I think there's significant cause to start preparing for the zombie apocalypse, which is apparently right around the corner.

For one thing, the zombie-apocalypse-survival game Left 4 Dead is hugely popular. As I mentioned once before, I love the game and play it every time I get a chance.

This game is very useful for virtually learning the skills that we'll all need when the zombies attack. But virtual preparation isn't enough...

College students have taken to real life practice sessions so that they might be ready for the rise of the walking undead. As we all know, college students are the world's best barometer for trends in common sense and pragmatism. So I think we would all do well to follow their lead.

Then there are the incidents involving electronic road signs that have been changing lately to indicate that, apparently, there's no room left in hell:

As we all know, nazi zombies are the worst kind, since they're evil before they even become zombies. So that's, like, double zombie jeopardy or something. The only thing I can think of that would be more evil would be if a member of the cast of the Hills died and then became a zombie ... and then joined to the Nazi party.

Of course, local governments deny any knowledge of the zombie road-sign alerts ... which means, of course, that the federal government is controlling things. Obviously there's some sort of government virus lab somewhere and things have gone wrong there and it's only a matter of time until the deceased crawl from their graves. And the government will eventually mention those signs and say "Well, it's not like we didn't warn you." But, in the meantime, mum's the word.

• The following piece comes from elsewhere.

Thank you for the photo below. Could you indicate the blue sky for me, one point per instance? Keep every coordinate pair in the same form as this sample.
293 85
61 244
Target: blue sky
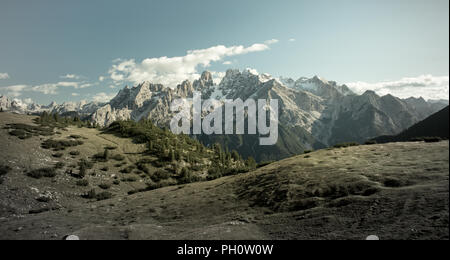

Then there's George Romero's Zombie Generator, which lets you transform even the prettiest faces into horrific zombie visages:

That way you can monitor familiar faces for signs that the infection is changing them.

I mean, damn: zombies have even started creeping into classic literature.

So don't say I didn't warn you. Of course, now that I've made a public spectacle of the coming zombie apocalypse, the government is going to move to silence me, just like they did with Jimmy Hoffa and Elvis. That's OK, I'm willing to be that martyr.

Maybe someday after it's all over and civilization rebuilds itself, they'll erect a monument in my honor.

I'd like it to be like the Lincoln monument, only three times as big. Please make a note of it.